The invention of the seersucker suit in 1909 was a sartorial innovation stemming from the need to make smarter clothing for the suffocating New Orleans summers. Who wants to wear a heavy wool suit in July? At least that's what its inventor, Joseph Haspel was thinking, who, as a clothier and tailor at the turn of the 20th century, was already using seersucker fabrics to make sturdy work clothes for farmers, factory workers---the working class. Because seersucker fabric is puckered and light, it lifts away from the skin slightly, which Haspel realized. He designed the suit in pinstripes and tailoring them in a way that made this smooth and bumpy fabric into a good quality, breathable - and dapper - suit.

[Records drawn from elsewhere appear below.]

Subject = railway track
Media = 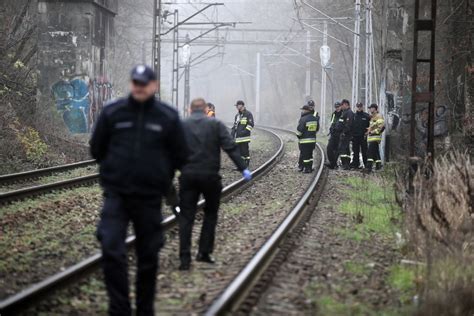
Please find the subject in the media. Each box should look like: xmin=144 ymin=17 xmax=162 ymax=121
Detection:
xmin=0 ymin=160 xmax=96 ymax=185
xmin=0 ymin=127 xmax=284 ymax=315
xmin=205 ymin=126 xmax=327 ymax=315
xmin=0 ymin=160 xmax=97 ymax=205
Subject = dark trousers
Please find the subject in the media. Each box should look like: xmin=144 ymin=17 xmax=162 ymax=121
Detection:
xmin=97 ymin=192 xmax=164 ymax=316
xmin=326 ymin=133 xmax=340 ymax=167
xmin=367 ymin=141 xmax=381 ymax=170
xmin=351 ymin=135 xmax=368 ymax=167
xmin=237 ymin=142 xmax=250 ymax=167
xmin=338 ymin=134 xmax=352 ymax=167
xmin=179 ymin=174 xmax=222 ymax=264
xmin=298 ymin=143 xmax=315 ymax=171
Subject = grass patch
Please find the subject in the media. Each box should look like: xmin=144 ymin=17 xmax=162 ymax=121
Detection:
xmin=387 ymin=265 xmax=418 ymax=304
xmin=338 ymin=176 xmax=401 ymax=239
xmin=344 ymin=260 xmax=369 ymax=276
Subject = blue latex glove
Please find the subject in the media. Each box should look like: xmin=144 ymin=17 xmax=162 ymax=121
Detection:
xmin=242 ymin=169 xmax=252 ymax=181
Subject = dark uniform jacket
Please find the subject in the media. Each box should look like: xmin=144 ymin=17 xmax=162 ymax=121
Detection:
xmin=296 ymin=112 xmax=319 ymax=144
xmin=231 ymin=109 xmax=254 ymax=143
xmin=181 ymin=112 xmax=247 ymax=175
xmin=352 ymin=111 xmax=370 ymax=137
xmin=334 ymin=108 xmax=354 ymax=137
xmin=329 ymin=110 xmax=342 ymax=135
xmin=90 ymin=95 xmax=189 ymax=196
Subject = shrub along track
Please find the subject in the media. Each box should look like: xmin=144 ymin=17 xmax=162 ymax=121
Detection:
xmin=14 ymin=128 xmax=323 ymax=315
xmin=0 ymin=129 xmax=279 ymax=314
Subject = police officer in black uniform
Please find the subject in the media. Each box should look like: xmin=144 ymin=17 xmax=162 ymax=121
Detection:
xmin=325 ymin=101 xmax=342 ymax=169
xmin=296 ymin=104 xmax=319 ymax=173
xmin=90 ymin=65 xmax=189 ymax=316
xmin=336 ymin=99 xmax=354 ymax=170
xmin=350 ymin=102 xmax=370 ymax=169
xmin=231 ymin=100 xmax=254 ymax=167
xmin=178 ymin=98 xmax=251 ymax=270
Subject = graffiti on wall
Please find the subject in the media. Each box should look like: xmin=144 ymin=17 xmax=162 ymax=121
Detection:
xmin=52 ymin=77 xmax=112 ymax=133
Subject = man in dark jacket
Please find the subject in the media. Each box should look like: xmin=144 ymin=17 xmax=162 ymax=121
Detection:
xmin=90 ymin=65 xmax=189 ymax=316
xmin=231 ymin=100 xmax=254 ymax=167
xmin=325 ymin=101 xmax=342 ymax=169
xmin=335 ymin=99 xmax=354 ymax=170
xmin=297 ymin=104 xmax=319 ymax=173
xmin=179 ymin=98 xmax=252 ymax=270
xmin=350 ymin=102 xmax=370 ymax=169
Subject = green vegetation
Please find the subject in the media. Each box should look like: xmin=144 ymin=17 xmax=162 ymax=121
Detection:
xmin=338 ymin=176 xmax=401 ymax=239
xmin=18 ymin=126 xmax=49 ymax=163
xmin=344 ymin=260 xmax=369 ymax=276
xmin=388 ymin=265 xmax=418 ymax=304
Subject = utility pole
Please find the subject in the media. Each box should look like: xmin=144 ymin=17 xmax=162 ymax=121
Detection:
xmin=351 ymin=0 xmax=361 ymax=106
xmin=171 ymin=10 xmax=179 ymax=108
xmin=305 ymin=30 xmax=311 ymax=97
xmin=255 ymin=52 xmax=261 ymax=123
xmin=152 ymin=0 xmax=162 ymax=98
xmin=365 ymin=0 xmax=373 ymax=106
xmin=320 ymin=21 xmax=328 ymax=131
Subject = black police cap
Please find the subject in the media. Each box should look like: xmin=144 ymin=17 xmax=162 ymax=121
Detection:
xmin=131 ymin=65 xmax=157 ymax=84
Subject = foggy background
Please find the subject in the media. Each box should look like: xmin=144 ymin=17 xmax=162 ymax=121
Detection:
xmin=113 ymin=0 xmax=358 ymax=129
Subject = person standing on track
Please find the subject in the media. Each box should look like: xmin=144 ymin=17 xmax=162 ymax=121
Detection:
xmin=325 ymin=101 xmax=342 ymax=169
xmin=350 ymin=102 xmax=370 ymax=169
xmin=178 ymin=98 xmax=252 ymax=270
xmin=90 ymin=65 xmax=189 ymax=316
xmin=336 ymin=99 xmax=354 ymax=170
xmin=231 ymin=100 xmax=254 ymax=167
xmin=296 ymin=104 xmax=319 ymax=173
xmin=364 ymin=103 xmax=385 ymax=173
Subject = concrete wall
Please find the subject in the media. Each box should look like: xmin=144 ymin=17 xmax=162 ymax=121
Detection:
xmin=37 ymin=0 xmax=117 ymax=133
xmin=379 ymin=0 xmax=473 ymax=159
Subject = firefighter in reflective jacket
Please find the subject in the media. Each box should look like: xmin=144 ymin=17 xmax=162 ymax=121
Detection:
xmin=296 ymin=104 xmax=319 ymax=173
xmin=365 ymin=103 xmax=385 ymax=173
xmin=231 ymin=100 xmax=254 ymax=167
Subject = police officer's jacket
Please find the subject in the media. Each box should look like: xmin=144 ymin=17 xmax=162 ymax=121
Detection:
xmin=296 ymin=112 xmax=319 ymax=144
xmin=90 ymin=95 xmax=189 ymax=196
xmin=334 ymin=108 xmax=354 ymax=136
xmin=232 ymin=109 xmax=254 ymax=143
xmin=353 ymin=111 xmax=370 ymax=137
xmin=181 ymin=112 xmax=247 ymax=175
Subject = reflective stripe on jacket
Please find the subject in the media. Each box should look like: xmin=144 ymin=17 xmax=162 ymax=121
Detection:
xmin=297 ymin=111 xmax=318 ymax=144
xmin=232 ymin=109 xmax=254 ymax=142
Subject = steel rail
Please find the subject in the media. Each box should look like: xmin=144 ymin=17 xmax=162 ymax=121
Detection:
xmin=0 ymin=174 xmax=100 ymax=205
xmin=0 ymin=127 xmax=283 ymax=315
xmin=0 ymin=160 xmax=96 ymax=185
xmin=206 ymin=127 xmax=326 ymax=315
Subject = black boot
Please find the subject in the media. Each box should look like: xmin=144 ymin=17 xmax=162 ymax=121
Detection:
xmin=341 ymin=157 xmax=351 ymax=170
xmin=363 ymin=160 xmax=373 ymax=174
xmin=196 ymin=253 xmax=215 ymax=264
xmin=375 ymin=161 xmax=382 ymax=170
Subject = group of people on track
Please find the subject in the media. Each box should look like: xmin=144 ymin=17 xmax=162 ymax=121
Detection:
xmin=296 ymin=98 xmax=385 ymax=174
xmin=90 ymin=65 xmax=255 ymax=315
xmin=90 ymin=64 xmax=384 ymax=315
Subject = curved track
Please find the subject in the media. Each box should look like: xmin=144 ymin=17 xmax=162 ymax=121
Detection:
xmin=205 ymin=126 xmax=327 ymax=315
xmin=0 ymin=127 xmax=284 ymax=315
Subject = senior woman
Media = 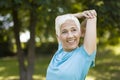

That was 110 years ago. Since then, the seersucker suit has become synonymous with everything from southern gentile fashion to Ivy League college students in the north. Anyone from any walk of life could wear seersucker and look stylish. By the 1920s, companies like Brooks Brothers was carrying a line of seersucker suits, and even politicians like Harry Truman and celebrities like Gregory Peck gave the seersucker suit the kind of free publicity that all of today's influencers compounded could never achieve. By the 1960s, if you didn’t own, or had at least heard of, your own seersucker suit, you were probably living far off the grid.
All that changed in the second half of the 20th century. Synthetic fabrics were all the rage and the polyester leisure suit rose to prominence. Seersucker historian and author, Bill Haltom wrote that the prevailing wisdom of the closing years of the 20th century was there was no need to dress up anymore for either work or play. Washington Post writer, David Ignatius referred to these decades as "a permanent sartorial winter." Seersucker largely fell out of fashion.
Haspel sold the company in 1977. It changed hands several times until 2012 when Laurie Haspel Aronson, the great-granddaughter of Joseph Haspel, fully acquired the brand, of which she is now the President & CEO.
“When our family had the opportunity to buy our Haspel brand back many years ago, we couldn't say no," said Haspel Aronson. "We really did stand the big test of time, yet the essential items that made Haspel famous are still a part of our brand and still wildly popular today."
On the heels of their milestone birthday, Haspel released a new capsule collection that is certainly a vintage tribute to the company's long history. The collection is also a testament to the idea that seersucker is still relevant today, and not just for southern dandies. It’s true that something can be improved upon, should the will be there. Haspel clearly has the will.
Will Swillie, the EVP Managing Director of Haspel, said that the main challenge for the company in improving their clothing was updating to more modern silhouettes and making the suits sellable in today’s marketplace. Some slight tweaks here and there allowed the company to stay true to their original styles while bringing the suit into the modern-day. A highlight of the new limited edition collection is a double-breasted, side vented jacket with a modern pleated pant and side tab waistband. For this capsule collection, Haspel created five different suit styles and five coordinating woven shirts, with suits retailing for $695 and shirts for $125.
“The vintage Haspel signature fabrics and years of creative advertisements inspired us most—particularly those from the Sixties and Seventies when Haspel was the ‘go-to’ suit for summer,” explains Swillie. “These classic styles are still relevant today and updating them seemed like a fitting way to celebrate the brand’s tremendous legacy.”